7 AM. Le camp se réveille. Nous nous levons. Petit-déjeuner au mess. Il pleut averse. État des lieux au pied de la statue, emmitouflés dans nos manteaux à capuche. Je dis  : « Messieurs. 8 AM. On s’y met. » Nous commençons par retirer les blocs effondrés de part et d’autre du monument dans un endroit qui jouxte la grille de protection du gymnase, tout près des fortifications de granit, à l’aide d’une pelle hydraulique mise à notre disposition.
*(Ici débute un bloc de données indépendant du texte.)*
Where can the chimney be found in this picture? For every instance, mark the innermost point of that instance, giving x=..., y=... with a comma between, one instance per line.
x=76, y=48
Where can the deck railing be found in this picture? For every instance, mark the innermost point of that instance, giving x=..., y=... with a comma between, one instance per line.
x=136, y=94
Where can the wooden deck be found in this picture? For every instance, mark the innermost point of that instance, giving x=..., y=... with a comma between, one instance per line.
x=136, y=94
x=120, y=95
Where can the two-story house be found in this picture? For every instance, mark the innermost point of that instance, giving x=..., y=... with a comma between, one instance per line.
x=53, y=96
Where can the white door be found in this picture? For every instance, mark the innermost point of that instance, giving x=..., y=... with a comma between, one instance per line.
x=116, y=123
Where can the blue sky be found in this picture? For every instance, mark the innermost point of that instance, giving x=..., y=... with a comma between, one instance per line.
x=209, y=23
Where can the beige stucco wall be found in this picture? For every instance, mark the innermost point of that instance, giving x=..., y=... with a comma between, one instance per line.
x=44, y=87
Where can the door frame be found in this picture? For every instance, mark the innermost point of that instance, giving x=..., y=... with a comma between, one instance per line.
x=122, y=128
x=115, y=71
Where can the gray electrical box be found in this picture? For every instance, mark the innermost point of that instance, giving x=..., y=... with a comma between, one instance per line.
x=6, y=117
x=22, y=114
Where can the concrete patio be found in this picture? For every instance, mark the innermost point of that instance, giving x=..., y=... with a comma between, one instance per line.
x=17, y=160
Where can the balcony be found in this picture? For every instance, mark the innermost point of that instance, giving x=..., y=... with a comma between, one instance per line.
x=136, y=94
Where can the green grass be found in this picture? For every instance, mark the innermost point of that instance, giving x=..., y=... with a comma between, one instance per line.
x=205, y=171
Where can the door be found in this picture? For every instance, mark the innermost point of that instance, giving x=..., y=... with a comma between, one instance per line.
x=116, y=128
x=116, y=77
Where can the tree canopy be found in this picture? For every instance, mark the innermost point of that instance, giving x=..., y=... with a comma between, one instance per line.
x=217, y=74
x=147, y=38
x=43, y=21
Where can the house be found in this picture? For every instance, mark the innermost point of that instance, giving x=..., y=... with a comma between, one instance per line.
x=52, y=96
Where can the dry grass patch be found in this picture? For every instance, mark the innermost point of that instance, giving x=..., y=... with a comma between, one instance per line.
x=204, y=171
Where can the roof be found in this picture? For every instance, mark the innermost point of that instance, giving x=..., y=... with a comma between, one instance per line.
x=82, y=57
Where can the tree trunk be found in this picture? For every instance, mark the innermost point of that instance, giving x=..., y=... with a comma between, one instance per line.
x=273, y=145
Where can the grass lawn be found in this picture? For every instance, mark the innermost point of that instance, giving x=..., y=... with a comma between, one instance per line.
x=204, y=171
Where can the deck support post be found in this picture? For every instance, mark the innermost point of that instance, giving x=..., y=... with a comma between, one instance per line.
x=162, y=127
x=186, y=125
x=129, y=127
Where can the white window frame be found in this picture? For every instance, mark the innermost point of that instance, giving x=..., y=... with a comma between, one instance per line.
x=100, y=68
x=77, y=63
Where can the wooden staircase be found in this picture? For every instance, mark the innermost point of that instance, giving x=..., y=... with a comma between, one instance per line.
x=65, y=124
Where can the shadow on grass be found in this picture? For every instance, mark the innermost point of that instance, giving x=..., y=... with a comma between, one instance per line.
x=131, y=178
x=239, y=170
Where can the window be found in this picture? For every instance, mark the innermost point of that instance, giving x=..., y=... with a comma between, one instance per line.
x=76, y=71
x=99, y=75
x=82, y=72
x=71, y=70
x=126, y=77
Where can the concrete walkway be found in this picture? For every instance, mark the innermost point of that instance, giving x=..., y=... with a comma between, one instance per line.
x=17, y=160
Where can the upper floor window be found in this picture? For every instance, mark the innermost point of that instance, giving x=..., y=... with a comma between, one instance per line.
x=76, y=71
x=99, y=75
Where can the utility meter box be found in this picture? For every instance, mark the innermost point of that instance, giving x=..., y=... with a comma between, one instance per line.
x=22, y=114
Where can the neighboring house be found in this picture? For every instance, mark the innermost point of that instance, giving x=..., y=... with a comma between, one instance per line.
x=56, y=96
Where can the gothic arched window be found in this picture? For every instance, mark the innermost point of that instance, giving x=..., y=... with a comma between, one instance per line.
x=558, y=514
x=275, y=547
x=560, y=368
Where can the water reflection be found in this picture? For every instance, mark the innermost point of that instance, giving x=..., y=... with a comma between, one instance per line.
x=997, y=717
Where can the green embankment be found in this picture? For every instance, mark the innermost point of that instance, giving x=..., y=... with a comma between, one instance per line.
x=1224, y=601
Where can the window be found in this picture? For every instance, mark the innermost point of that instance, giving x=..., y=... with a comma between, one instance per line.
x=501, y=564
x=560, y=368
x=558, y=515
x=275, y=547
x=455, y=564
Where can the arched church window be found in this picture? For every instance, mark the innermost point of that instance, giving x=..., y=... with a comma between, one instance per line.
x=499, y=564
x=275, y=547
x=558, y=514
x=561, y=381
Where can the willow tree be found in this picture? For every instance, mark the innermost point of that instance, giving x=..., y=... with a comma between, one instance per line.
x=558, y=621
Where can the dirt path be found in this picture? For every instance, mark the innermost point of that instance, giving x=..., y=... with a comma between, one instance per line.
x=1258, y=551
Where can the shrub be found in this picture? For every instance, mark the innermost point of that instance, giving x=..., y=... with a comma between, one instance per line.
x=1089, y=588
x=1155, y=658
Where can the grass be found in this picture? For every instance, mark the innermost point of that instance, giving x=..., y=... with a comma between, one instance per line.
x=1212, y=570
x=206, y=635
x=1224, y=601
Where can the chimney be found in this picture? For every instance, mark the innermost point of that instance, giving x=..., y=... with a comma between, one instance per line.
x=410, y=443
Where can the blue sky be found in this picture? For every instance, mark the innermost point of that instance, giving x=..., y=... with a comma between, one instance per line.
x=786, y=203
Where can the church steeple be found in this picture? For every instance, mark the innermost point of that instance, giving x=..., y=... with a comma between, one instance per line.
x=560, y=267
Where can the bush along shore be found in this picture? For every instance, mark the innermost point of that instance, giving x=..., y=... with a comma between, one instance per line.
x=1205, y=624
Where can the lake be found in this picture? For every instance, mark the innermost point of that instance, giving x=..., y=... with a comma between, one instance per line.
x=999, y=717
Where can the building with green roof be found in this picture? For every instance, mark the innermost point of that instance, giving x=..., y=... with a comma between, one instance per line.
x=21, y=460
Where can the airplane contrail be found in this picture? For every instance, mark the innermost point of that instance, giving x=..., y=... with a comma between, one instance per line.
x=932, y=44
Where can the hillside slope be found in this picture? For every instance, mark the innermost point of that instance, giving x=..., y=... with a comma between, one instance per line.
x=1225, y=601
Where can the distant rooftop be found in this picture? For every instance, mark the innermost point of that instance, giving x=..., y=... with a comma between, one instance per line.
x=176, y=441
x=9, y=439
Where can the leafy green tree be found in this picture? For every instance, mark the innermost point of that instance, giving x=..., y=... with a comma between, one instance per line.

Je suis à la manœuvre, en d’autres termes je suis aux commandes de la machine. Ce travail nous occupera toute la journée. À midi, le Lieutenant-Colonel vient constater l’évolution du chantier. 

« – Lieutenant, me dit-elle, il vous reste la moitié des blocs à transporter je vois. Prenez une pause. Dites à vos hommes d’aller manger. Où est votre Capitaine ?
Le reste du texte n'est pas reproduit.